Function Formula Parameters
sar_power S = c · A^z c, z
sar_powerR S = f + c · A^z f, c, z
sar_loga S = c + z · log(A) c, z
sar_linear S = c + m · A c, m
sar_epm1 S = c · A^z · exp(d · (log A)^2) c, z, d
sar_epm2 S = c · A^(z1 · A^z2) c, z1, z2
sar_p1 S = c · A^z · exp(-d · A) c, z, d
sar_p2 S = c · A^z · exp(-d / A) c, z, d

Asymptotic convex models

These models approach a finite asymptote with a convex (decelerating) curve.

Function Formula Parameters
sar_koba S = c · log(1 + A/z) c, z
sar_monod S = d · A / (c + A) d, c
sar_negexpo S = d · (1 - exp(-z · A)) d, z
sar_asymp S = d - c · exp(-z · A) d, c, z
sar_ratio S = (c + z · A) / (1 + d · A) c, z, d

Asymptotic sigmoid models

These models have an S-shaped curve, approaching an asymptote via an inflection point.

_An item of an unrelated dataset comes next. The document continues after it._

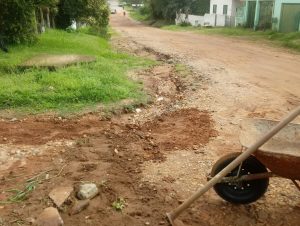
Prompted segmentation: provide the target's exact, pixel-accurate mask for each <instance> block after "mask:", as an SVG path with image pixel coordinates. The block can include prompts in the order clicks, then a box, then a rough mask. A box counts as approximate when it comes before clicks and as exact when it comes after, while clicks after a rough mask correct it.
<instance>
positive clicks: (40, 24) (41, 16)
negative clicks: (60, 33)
mask: <svg viewBox="0 0 300 226" xmlns="http://www.w3.org/2000/svg"><path fill="white" fill-rule="evenodd" d="M39 9H40V17H41V21H40V25H41V30H40V31H41V33H43V32H45V21H44V13H43V9H42V7H40V8H39Z"/></svg>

Function Formula Parameters
sar_mmf S = d / (1 + c · A^(-z)) d, c, z
sar_gompertz S = d · exp(-exp(-z · (A - c))) d, z, c
sar_weibull3 S = d · (1 - exp(-c · A^z)) d, c, z
sar_weibull4 S = d · (1 - exp(-c · A^z))^f d, c, z, f
sar_chapman S = d · (1 - exp(-z · A))^c d, z, c
sar_betap S = d · (1 - (1 + (A/c)^z)^(-f)) d, c, z, f
sar_heleg S = d / (1 + slope^log(c / A)) d, slope, c

Fitting details

All models are fitted using nonlinear least squares (scipy least_squares) with a multi-start grid of initial values to avoid local minima:

  • 2-parameter models: ≥36 starting points
  • 3-parameter models: ≥100 starting points
  • 4-parameter models: ≥200 starting points

If fitting fails for all starting values, a SARFit with converged=False is returned rather than raising an exception.

Information criteria (AIC, AICc, BIC) are computed using the normal log-likelihood convention, consistent with the R sars package.